Every few years, some journalist thinks she can avoid this question altogether by declaring poetry dead. After the recent inaugural address, which, for some, serves as the only time they hear a poem read out loud, that redundant article popped up in a Washington Post blog. You can read it here, but it’s not worth too much of your time or analysis. Indeed, the author soon regretted invoking the anger of people who have dedicated their lives to words. In a follow up article, she says as much, though she doesn’t further her argument beyond its original shortcomings. Hell hath no fury like a poet slighted.
But I’m not here to heap on the criticism—plenty of poets have already “carved angry sestinas” into this journalist’s yard (imagine, for a moment, a world where that constituted revenge?). I am here because “Why Poetry?” is a valid question, with as many answers as there are poems.
In workshop the other week, my poetry professor Dan Beachy-Quick said that poems are thresholds. Poems open doors that lead to other doors that lead to new rooms, new perspectives. In a workshop last summer, poet Gregory Orr told me something similar—that poems exist in the liminal space between order and disorder. Where one reader can swim, another will drown. Poems should always endeavor to exist in that doorway between chaos and calm. My undergraduate English professor said that poems are gifts.
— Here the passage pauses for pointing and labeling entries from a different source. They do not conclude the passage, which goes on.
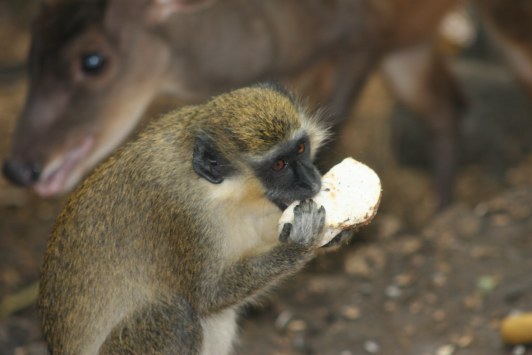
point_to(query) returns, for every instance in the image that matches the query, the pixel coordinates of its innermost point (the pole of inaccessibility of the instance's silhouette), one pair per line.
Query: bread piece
(350, 194)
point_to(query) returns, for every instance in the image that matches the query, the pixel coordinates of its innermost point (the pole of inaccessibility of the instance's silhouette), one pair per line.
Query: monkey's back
(118, 236)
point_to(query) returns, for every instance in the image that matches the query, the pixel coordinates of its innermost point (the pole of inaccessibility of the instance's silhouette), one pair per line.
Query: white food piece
(350, 193)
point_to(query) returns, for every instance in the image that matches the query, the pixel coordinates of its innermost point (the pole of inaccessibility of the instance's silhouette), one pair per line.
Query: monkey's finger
(322, 214)
(285, 232)
(340, 238)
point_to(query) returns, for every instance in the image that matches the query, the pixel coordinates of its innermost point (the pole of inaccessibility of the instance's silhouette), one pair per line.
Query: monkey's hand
(308, 226)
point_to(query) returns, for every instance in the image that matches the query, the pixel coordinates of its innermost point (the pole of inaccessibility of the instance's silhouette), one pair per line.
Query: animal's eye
(92, 63)
(279, 165)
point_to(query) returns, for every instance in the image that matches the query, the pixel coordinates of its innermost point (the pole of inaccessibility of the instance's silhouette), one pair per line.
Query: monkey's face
(288, 173)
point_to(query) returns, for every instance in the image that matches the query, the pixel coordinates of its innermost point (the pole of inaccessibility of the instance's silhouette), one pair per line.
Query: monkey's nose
(21, 174)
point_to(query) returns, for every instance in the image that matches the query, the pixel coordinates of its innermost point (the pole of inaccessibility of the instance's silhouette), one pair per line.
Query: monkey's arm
(239, 281)
(159, 328)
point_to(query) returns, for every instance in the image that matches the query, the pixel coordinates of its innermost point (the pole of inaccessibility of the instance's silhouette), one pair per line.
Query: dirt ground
(413, 282)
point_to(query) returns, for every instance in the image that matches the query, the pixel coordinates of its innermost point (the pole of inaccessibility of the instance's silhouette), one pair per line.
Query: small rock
(371, 347)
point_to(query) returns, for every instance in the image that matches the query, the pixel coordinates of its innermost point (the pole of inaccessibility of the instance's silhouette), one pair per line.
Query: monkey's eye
(92, 63)
(279, 165)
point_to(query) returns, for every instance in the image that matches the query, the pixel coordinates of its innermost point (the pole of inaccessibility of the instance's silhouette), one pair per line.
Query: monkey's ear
(208, 162)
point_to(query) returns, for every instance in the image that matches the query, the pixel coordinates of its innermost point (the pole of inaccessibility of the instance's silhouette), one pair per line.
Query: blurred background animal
(96, 65)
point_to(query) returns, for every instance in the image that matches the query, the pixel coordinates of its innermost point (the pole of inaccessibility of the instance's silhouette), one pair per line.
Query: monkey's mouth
(55, 177)
(283, 205)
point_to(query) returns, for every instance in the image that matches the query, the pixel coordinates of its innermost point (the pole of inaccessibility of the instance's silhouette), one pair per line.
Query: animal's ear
(160, 10)
(208, 162)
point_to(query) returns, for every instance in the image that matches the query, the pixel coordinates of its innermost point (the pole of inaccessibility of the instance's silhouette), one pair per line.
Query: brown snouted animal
(96, 65)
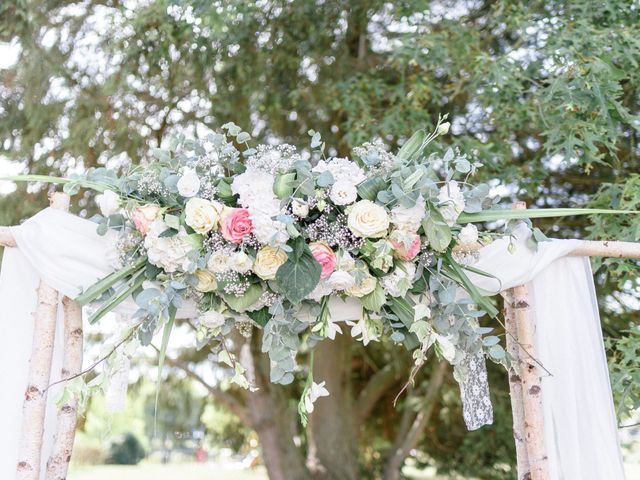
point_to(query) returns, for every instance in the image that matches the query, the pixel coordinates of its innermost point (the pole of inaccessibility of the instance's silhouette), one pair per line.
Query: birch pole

A friend says they are like prayer. Notice how every attempt to say what a poem is like kaleidoscopes into metaphor. Perhaps the palimpsest of these definitions will form some sort of cohesive shape, color, or word. Then again, maybe not. Poems are notorious shape-shifters.
What poetry is to me and why it is necessary changes just a little with every poem I read and write. The gut-deep need for it never changes, but my understanding of how it shapes my life is ever-expanding. Poems have always been a place for discovery. They have always been a much needed practice in letting go, loosening the illusion of control. Recently, poems have been a place for me to explore memory. How does personal and collective memory construct the perception of one’s self? How is this self distinguished from the body? How does the mouth-feel and word-sound of certain pieces of language invoke an unconscious emotional experience, an inexplicable connection that reaches back to a time before experience was bound by language?
Once again, I have likely provided more images and metaphors than logical answers. But that is part of the reason we need poetry—to understand that metaphors can be answers. That an answer isn’t so much an explanation as it is a dwelling place, that it’s not distinct, but gray. Poetry helps us to remember that all is slippery, is shifting, is uncertain. That when we can rest for even a moment in an image or a metaphor, that should be answer enough.